La bonne volonté humaine éventuelle est le fruit du salut. L’humain ne nait pas libre, il nait esclave (de son propre désir, de ses propres besoins). La liberté de l’humain est le résultat d’un processus de libération, c’est ce que nous célébrons à Pâque (juive) et à Pâques (en Christ) : c’est une libération dont Dieu est l’acteur.

C’est vrai que Luc insiste souvent sur le libre choix de la personne humaine face au salut offert par Dieu en Christ. Mais cette question de la bonne ou mauvaise volonté de l’humain vient seulement après : en se positionnant par rapport à ce salut donné par Dieu.

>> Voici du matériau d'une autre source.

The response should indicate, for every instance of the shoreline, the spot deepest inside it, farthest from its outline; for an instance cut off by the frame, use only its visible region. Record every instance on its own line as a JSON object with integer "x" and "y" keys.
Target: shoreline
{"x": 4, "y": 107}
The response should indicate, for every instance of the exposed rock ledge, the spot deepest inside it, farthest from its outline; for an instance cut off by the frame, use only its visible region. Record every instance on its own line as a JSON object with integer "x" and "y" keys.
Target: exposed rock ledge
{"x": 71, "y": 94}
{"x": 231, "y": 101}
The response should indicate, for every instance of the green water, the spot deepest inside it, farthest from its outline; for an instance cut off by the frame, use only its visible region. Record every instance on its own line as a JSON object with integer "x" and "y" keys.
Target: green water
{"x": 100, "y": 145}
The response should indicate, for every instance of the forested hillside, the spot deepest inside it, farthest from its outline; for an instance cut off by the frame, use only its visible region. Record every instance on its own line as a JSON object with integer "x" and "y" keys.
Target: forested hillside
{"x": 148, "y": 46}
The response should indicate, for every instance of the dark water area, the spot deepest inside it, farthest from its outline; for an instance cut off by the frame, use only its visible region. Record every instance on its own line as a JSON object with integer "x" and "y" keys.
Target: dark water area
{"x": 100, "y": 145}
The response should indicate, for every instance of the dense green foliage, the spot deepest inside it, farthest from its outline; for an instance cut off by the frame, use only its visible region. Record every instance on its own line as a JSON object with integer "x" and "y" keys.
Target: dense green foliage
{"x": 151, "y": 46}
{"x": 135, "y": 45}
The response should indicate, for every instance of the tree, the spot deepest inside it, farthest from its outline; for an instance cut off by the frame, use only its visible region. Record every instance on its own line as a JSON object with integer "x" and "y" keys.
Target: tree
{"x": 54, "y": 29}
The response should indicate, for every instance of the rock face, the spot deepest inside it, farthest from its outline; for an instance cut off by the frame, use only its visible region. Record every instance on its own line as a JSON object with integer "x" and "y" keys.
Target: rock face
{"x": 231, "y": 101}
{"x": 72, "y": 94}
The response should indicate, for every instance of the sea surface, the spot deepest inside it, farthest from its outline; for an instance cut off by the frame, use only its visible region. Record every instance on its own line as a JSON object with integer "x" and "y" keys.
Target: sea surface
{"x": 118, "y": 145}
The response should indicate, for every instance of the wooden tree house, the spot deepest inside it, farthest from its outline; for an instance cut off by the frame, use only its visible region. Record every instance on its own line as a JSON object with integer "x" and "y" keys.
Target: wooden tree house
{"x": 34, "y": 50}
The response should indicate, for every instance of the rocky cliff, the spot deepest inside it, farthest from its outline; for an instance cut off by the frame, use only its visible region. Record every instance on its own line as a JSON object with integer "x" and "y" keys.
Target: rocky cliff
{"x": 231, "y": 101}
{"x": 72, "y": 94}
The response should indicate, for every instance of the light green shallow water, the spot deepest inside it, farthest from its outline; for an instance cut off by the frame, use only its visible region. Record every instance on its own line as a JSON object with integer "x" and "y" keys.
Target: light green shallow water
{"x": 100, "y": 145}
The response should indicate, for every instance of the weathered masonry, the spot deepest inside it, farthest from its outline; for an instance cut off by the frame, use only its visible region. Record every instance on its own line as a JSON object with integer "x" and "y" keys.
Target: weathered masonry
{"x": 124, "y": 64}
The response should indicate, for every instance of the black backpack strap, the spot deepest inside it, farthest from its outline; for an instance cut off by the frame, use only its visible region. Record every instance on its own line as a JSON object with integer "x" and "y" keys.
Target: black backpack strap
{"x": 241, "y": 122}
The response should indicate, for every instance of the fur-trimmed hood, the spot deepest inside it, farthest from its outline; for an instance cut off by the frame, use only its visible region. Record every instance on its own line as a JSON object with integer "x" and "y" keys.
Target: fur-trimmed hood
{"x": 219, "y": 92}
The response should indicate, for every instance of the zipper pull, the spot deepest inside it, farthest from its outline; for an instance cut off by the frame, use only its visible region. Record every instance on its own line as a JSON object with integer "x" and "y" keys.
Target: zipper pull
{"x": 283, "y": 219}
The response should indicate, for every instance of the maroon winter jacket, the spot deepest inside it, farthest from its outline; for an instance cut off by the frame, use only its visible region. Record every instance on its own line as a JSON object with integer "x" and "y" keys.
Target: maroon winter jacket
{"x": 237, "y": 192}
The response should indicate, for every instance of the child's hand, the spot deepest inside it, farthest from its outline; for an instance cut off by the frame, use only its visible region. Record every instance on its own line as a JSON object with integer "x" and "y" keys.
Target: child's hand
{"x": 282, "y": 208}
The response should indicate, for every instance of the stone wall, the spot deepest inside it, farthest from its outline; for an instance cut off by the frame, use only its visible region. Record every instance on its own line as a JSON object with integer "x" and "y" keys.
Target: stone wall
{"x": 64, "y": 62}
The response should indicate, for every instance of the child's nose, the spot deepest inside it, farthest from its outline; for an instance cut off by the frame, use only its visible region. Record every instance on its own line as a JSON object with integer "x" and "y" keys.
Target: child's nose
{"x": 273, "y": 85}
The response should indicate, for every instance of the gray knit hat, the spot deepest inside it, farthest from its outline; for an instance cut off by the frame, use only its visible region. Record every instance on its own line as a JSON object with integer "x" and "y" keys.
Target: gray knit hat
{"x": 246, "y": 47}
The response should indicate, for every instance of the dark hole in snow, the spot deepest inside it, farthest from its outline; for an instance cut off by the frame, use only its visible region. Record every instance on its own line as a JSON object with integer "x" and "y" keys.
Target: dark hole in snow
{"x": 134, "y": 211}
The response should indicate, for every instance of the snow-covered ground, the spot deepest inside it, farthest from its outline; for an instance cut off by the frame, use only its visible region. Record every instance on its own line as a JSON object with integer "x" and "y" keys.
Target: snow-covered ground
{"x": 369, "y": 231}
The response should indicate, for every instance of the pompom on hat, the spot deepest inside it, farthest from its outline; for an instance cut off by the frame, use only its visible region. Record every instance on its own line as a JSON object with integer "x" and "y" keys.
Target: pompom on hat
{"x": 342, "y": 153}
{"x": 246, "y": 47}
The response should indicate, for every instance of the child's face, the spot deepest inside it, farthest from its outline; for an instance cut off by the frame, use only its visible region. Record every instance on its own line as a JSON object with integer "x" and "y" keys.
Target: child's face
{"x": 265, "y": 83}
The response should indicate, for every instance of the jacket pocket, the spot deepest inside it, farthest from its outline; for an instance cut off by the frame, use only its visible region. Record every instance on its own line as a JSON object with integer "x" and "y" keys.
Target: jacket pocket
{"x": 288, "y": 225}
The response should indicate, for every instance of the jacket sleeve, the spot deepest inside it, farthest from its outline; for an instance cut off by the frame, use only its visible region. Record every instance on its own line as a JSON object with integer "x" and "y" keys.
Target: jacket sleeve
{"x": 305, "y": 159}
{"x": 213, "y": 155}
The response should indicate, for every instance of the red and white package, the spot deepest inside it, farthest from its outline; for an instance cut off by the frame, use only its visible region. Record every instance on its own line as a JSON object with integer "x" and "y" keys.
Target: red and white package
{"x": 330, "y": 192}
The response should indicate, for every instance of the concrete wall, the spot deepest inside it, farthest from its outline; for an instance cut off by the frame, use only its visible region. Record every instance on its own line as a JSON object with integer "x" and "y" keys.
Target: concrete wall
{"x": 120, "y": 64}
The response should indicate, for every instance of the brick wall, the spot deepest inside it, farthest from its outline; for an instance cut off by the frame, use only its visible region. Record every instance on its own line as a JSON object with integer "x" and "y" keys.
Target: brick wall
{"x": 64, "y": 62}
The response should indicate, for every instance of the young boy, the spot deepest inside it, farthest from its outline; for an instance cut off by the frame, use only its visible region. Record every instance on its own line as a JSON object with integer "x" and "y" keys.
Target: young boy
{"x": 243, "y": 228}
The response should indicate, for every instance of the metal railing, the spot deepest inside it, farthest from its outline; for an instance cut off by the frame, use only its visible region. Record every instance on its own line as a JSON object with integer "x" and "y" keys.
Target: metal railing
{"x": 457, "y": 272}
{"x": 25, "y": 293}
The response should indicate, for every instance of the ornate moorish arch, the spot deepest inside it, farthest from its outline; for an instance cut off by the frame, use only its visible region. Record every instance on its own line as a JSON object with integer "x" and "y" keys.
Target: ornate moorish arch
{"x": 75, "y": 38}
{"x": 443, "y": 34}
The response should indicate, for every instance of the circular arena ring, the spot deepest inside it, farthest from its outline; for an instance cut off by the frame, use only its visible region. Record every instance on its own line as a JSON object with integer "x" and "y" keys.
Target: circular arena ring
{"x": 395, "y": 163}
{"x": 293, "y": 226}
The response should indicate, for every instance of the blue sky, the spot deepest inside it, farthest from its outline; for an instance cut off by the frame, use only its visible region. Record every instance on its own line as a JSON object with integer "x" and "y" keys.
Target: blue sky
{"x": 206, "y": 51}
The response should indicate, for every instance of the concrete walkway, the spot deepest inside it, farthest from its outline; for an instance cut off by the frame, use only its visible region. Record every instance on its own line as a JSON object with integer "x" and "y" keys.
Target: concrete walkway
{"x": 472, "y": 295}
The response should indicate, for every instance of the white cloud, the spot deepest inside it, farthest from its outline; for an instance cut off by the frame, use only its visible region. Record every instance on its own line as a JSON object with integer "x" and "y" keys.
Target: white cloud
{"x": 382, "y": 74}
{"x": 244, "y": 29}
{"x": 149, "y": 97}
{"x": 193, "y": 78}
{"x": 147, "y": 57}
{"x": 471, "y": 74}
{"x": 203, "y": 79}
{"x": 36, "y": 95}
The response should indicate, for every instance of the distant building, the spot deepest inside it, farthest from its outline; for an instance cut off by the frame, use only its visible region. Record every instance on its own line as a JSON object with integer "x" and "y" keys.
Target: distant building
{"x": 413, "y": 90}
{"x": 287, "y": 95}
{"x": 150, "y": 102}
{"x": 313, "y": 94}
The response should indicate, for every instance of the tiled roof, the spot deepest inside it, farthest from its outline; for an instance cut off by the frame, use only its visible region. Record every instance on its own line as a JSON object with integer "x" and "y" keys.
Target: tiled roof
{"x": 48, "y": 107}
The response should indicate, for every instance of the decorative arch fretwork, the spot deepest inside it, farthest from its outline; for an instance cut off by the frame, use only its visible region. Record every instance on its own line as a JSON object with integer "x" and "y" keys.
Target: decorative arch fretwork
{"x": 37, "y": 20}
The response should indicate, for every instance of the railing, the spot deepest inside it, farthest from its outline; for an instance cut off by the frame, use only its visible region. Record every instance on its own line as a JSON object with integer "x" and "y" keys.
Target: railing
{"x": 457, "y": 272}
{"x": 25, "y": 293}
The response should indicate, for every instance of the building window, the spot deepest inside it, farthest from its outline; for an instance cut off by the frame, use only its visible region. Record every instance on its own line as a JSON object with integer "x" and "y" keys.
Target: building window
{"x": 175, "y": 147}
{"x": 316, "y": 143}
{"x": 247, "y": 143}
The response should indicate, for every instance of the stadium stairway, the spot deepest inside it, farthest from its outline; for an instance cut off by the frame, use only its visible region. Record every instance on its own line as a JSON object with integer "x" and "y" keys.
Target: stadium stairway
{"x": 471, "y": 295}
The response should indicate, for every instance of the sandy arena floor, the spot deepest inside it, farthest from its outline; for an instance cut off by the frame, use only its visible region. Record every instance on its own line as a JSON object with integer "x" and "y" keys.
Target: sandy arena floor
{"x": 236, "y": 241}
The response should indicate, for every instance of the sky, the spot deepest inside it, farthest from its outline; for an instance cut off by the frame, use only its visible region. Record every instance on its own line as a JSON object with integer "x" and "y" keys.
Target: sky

Mais la bonne volonté de Dieu n’est pas remise en cause par le péché (la mauvaise volonté de l’humain), et la bonne volonté de Dieu ne cesse jamais : comme le berger qui cherche : il cherche encore et encore jusqu’à ce qu’il trouve sa brebis.

Donc, bref, ce verset de Luc 2:14 me semble rendre grâce à Dieu ainsi : « Gloire à Dieu dans les lieux très hauts, Et paix sur la terre dans les humains, selon de le projet bienveillant de Dieu. »

Au passage, chanter « la gloire de Dieu » n’est pas lui décerner une médaille ou lui accorder un titre, mais de lui souhaiter une belle efficacité dans son projet de sauver chaque personne humaine, de souhaiter « que sa volonté soit faite » (comme le dit Jésus dans sa prière), effectivement, comme elle l’est dans les lieux très hauts (dans ses projets éternels et transcendants), que cela puisse effectivement se concrétiser un petit peu plus dans de la paix sur terre, et en nous.

Et au passage encore « la paix« , la shalom hébraïque ce n’est pas être seulement bien tranquille et serein comme un lac quand nulle brise ne vient rider sa surface. La « paix » c’est l’aboutissement d’un projet, d’une construction : la paix pour un humain c’est d’être dans un niveau de développement humain qui nous ferait atteindre celui du Christ. Personnellement et collectivement pour l’humanité (comme corps dont nous sommes des membres). C’est un sacré programme. C’est un horizon, effectivement, mais nosu ne sommes ni tout à fait nuls ni tout à fait Christ, nous sommes en chemin, en genèse entre les deux.

Donc : rien à craindre de Dieu, tout à espérer. Sa joie sera de nous voir avancer ne serait-ce que d’un petit pas, ou même seulement un regard vers lui.